Dried-up figs found in what is modern day Israel may have been the first cultivated crop more than 11,000 years ago.

india Updated: Jun 03, 2006 19:30 IST

Dried-up figs found in what is modern day Israel may have been the first cultivated crop more than 11,000 years ago, researchers said on Friday.

Their discovery pushes back the earliest estimates of when agriculture began by 1,000 years.

And it suggests that, centuries before they figured out how to plant barley and other crops, people knew how to propagate fruit trees for sweet treats, said researchers Ofer Bar-Yosef of Harvard University in Cambridge, Massachusetts, and Mordechai Kislev and Anat Hartmann of Israel's Bar-Ilan University.

 The first crop on earth

"Eleven thousand years ago, there was a critical switch in the human mind -- from exploiting the earth as it is to actively changing the environment to suit our needs," Bar-Yosef, a professor of anthropology, said in a statement.

"People decided to intervene in nature and supply their own food rather than relying on what was provided by the gods. This shift to a sedentary lifestyle grounded in the growing of wild crops such as barley and wheat marked a dramatic change from 2.5 million years of human history as mobile hunter-gatherers."

People were known to have cultivated figs for thousands of years but this finding surprised even experts.

"It is generally accepted that the fig tree was domesticated in the Near East some 6,500 years ago," Bar-Yosef's team wrote in their report, published in Friday's issue of the journal Science.

"Here we report the discovery of nine carbonised fig fruits stored in Gilgal I, an early Neolithic village, located in the Lower Jordan Valley, which dates to 11,400 to 11,200 years ago."

Examination of the figs showed they were a variety that produces a large, sweet fruit, as opposed to the wild type, the researchers said.

In this variety, known as parthenocarpic figs, the fruit develops without insect pollination and is prevented from falling off the tree, which allows it to become soft, sweet, and edible.

But because such figs do not produce seeds, they cannot reproduce unless people propagate them, perhaps by planting shoots or branches.

Fig trees will grow this way.

"Dried figs similar in size and structure imported from Iran are found today in the markets of London," the scientists said.

The carbonized figs were not distorted, which, the researchers said, suggested they may have been dried for human consumption.

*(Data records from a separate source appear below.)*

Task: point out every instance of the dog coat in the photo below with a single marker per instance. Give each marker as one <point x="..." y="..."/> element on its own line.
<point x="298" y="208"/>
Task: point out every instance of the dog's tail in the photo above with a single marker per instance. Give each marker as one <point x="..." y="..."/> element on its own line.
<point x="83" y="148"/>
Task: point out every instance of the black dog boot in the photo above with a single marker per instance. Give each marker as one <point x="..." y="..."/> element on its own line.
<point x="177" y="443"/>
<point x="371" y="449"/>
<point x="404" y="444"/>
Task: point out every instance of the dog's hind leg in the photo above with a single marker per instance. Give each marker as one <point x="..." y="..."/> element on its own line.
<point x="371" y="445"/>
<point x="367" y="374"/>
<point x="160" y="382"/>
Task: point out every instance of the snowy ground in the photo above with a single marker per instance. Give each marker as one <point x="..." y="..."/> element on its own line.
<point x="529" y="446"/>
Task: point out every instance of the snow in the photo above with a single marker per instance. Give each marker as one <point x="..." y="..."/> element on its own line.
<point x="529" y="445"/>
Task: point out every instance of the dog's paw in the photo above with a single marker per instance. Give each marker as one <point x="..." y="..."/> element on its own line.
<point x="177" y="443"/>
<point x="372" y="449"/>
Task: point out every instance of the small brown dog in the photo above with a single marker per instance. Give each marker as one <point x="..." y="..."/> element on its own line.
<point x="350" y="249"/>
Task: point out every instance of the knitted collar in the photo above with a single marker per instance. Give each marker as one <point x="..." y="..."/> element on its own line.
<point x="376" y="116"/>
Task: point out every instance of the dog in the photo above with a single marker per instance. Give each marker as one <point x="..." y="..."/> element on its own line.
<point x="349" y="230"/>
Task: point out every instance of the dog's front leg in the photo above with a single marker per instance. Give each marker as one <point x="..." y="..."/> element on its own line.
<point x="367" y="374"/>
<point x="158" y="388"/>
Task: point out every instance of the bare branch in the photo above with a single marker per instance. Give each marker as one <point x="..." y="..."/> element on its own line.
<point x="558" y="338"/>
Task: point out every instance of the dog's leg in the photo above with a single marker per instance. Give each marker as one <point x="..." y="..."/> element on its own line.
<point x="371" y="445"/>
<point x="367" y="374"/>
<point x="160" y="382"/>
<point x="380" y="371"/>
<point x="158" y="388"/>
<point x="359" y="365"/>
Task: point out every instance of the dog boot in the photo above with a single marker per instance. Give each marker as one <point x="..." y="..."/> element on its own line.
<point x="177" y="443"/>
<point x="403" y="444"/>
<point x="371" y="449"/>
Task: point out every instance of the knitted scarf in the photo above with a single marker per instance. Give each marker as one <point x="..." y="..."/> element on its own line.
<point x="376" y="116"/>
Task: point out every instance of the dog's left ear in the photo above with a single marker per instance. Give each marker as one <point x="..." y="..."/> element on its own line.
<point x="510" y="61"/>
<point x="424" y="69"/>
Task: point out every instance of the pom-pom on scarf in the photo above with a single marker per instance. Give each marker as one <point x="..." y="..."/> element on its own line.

"Once the parthenocarpic mutation occurred, humans must have recognized that the resulting fruits do not produce new trees, and fig tree cultivation became a common practice," Bar-Yosef said.

"In this intentional act of planting a specific variant of fig tree, we can see the beginnings of agriculture. This edible fig would not have survived if not for human intervention."

At the same site researchers found foods that must have been gathered, such as acorns and wild oats.